The fusion of ethics and tech

Will we be saved, or will we be doomed by technological developments? It all depends on the safeguards we build into the R&D process, says Dr. Ellen-Marie Forsberg.

Nic Mitchell Published: Updated:
Ellen-Marie Forsberg

Dr. Ellen-Marie Forsberg is one of Norway’s leading experts on responsible research and innovation (RRI). She works as Head of Research at the Work Research Institute (AFI), and leads the HiOA group on Responsible Research and Innovation. She is currently coordinating a major new Horizon 2020 research project on RRI – we will get back to that.

But first – the question of new technology as the world’s saviour? According to Forsberg, the problem is that scientists and innovators frequently fail to consider all the scientific and ethical uncertainties or general public concerns about new discoveries. This can lead to major controversies such as the European Union moratorium on approving genetically modified organisms, or GMO, which lasted from 1998 to 2004 and was opposed by the World Trade Organisation.

This is a typical example of ethical dilemmas, thrown up by science and technology at the frontiers of our knowledge, which fascinate Ellen-Marie Forsberg. She became involved with research ethics in science while studying philosophy at the University of Oslo. She went on to do a PhD looking at the methods for the ethical assessment of genetically modified foods. She joined the public National Committees for Research Ethics in 1999 focusing on policy and ethical issues related to the natural sciences and technology. In her first project she looked at fishery technology for the Fishermen’s Association in Norway, which represents a cross-section of fishermen.

From fish to H2020

Forsberg recalls: “The dilemma the industry faced was that it was getting so efficient with technology that it could fish the sea empty – as happened to the cod off the coast of Newfoundland in Canada. The cod simply disappeared and it was a tragedy for the local fishing communities. The question we faced, was: Should we develop these enormous industry ships where you can catch the whole quota within two weeks, do all the processing on board and then just deliver to the market? Or, do we want to keep the small fishing communities that we had along the coast, which are part of Norwegian culture but not so efficient?”

Forsberg investigated many other areas, in-cluding radiation protection, before joining the Work Research Institute in 2007 and transferred to HiOA in 2011. Last year she was promoted to full research professor. Forsberg says she likes the research environment within HiOA, which she describes as being “characterised by a lot of solidarity and collaboration”.

Now she is coordinating a major new 3.6 million Euro (nearly NOK 35 million) Horizon 2020 research project involving experts from China, India, the US, Brazil, Australia and six European countries. Each of the partner universities will be studying what happens in practice, both inside their own institution and also at their national research funding or policy institutional level in terms of ethical behaviour and responsible research.

New options, new dilemmas

Forsberg points out that RRI is a recent concept used mainly in biotechnology, nanotechnology and Information and Computer Technology, or ICT.

“These technologies give us options we have never had before that can affect the world and people at the same time. But we don't know what the long-term effects will be.”

A typical recent example of the kind of dilemma scientists may be facing, is the mosquito-borne Zika virus. It led to a general warning to women not to get pregnant if they planned to travel to Brazil for the Olympics because the virus can cause birth defects in babies.

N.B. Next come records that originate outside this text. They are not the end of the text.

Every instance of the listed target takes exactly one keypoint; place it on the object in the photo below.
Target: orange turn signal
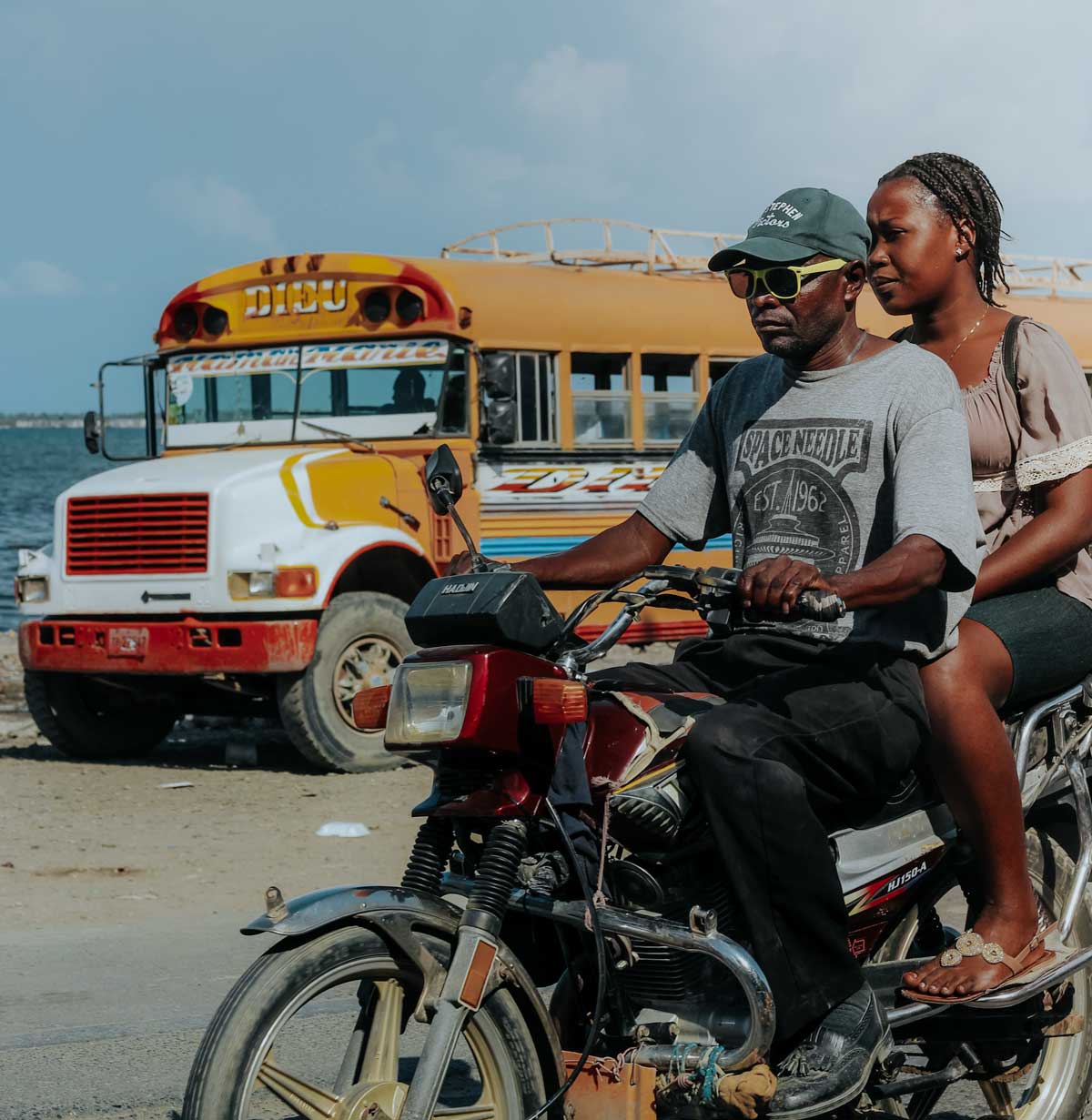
(559, 701)
(295, 582)
(369, 708)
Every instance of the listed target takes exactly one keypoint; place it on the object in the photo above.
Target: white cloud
(215, 208)
(572, 91)
(39, 277)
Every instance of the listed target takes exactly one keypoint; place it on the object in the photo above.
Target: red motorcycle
(561, 942)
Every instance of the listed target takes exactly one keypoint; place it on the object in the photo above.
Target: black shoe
(831, 1066)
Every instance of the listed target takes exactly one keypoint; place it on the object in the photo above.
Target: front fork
(471, 963)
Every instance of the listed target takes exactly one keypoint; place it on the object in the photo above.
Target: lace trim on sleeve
(1058, 463)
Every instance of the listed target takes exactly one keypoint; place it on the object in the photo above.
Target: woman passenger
(936, 231)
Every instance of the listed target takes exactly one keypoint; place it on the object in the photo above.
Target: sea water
(36, 465)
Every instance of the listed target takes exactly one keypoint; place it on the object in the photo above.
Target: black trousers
(812, 738)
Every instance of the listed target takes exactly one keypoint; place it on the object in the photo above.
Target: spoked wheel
(324, 1029)
(1042, 1077)
(367, 663)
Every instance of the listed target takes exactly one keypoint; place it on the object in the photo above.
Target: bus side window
(601, 398)
(718, 367)
(528, 415)
(669, 394)
(452, 418)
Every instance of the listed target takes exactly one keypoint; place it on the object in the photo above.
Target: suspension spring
(496, 875)
(428, 859)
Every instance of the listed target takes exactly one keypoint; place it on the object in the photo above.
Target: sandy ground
(122, 893)
(96, 842)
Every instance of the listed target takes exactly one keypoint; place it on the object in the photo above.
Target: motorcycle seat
(670, 712)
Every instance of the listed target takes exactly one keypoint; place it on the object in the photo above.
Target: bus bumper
(187, 646)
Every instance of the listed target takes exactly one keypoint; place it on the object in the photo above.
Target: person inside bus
(936, 229)
(839, 445)
(408, 394)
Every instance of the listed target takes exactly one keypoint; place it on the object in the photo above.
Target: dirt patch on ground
(186, 830)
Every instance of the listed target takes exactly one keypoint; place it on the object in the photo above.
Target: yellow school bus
(262, 553)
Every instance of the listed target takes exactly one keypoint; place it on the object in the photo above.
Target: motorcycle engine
(668, 867)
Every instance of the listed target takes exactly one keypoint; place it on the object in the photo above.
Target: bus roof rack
(626, 244)
(1056, 276)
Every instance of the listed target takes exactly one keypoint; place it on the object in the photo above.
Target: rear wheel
(84, 718)
(1046, 1079)
(362, 640)
(325, 1028)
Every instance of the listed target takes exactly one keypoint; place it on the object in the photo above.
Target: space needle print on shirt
(790, 498)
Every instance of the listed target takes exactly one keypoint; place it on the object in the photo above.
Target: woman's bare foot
(1001, 924)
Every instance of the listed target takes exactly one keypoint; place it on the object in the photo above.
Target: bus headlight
(428, 702)
(279, 583)
(32, 590)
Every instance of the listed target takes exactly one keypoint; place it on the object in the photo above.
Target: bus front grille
(136, 534)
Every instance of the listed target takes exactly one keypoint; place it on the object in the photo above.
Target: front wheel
(86, 719)
(362, 640)
(324, 1028)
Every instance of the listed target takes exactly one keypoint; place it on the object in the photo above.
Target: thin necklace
(964, 339)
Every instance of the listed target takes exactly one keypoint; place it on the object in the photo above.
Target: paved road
(105, 1022)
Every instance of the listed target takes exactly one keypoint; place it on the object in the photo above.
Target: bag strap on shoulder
(1008, 350)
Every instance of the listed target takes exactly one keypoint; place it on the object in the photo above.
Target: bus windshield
(365, 390)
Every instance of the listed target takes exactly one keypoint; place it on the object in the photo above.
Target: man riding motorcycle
(839, 461)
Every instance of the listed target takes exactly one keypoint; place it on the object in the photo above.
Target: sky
(148, 145)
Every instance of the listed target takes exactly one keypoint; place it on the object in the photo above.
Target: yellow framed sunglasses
(782, 281)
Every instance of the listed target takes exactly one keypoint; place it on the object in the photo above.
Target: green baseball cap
(799, 224)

Some scientists suggested using genetic modification to tackle the Zika virus, but Forsberg wasn’t so sure.

She says: “It may be possible to genetically modify mosquitoes that can breed with Zika carrying mosquitos so that their offspring die out. But what’s the responsible thing to do to combat these types of viruses? Should we put GM mosquitoes out into nature and keep our fingers crossed that it will be for the best? Or should these viruses and diseases be combated by fighting poverty or other structural means? If we choose to go for the technological solution, like GM mosquitoes, do we really know the consequences for eco-systems and other insects and birds?”

Addressing the controversies

According to Forsberg, RRI is about ‘keeping the discussion open’. In the RRI-practice project for the EU, she is working alongside philosophers, social scientists, psychologists and people with a back-ground in science and technology studies (STS). Despite her concerns with the ethical dilemmas facing advances in science, she is a fan of new technology.

“But I feel it is really important that we get technological development right. With the speed of technological development we are experiencing we have to keep abreast of the developments. That is what motivates me. For me, it is fascinating to understand that what we see in science fiction movies is actually not so far away.”

She says that whatever the industry or technology, the ethics and governance questions are very similar. “The key elements that always come up are about scientific uncertainties, lack of knowledge or disagreement about knowledge. Also that the technology development touches upon some controversial societal values that somehow need to be addressed.”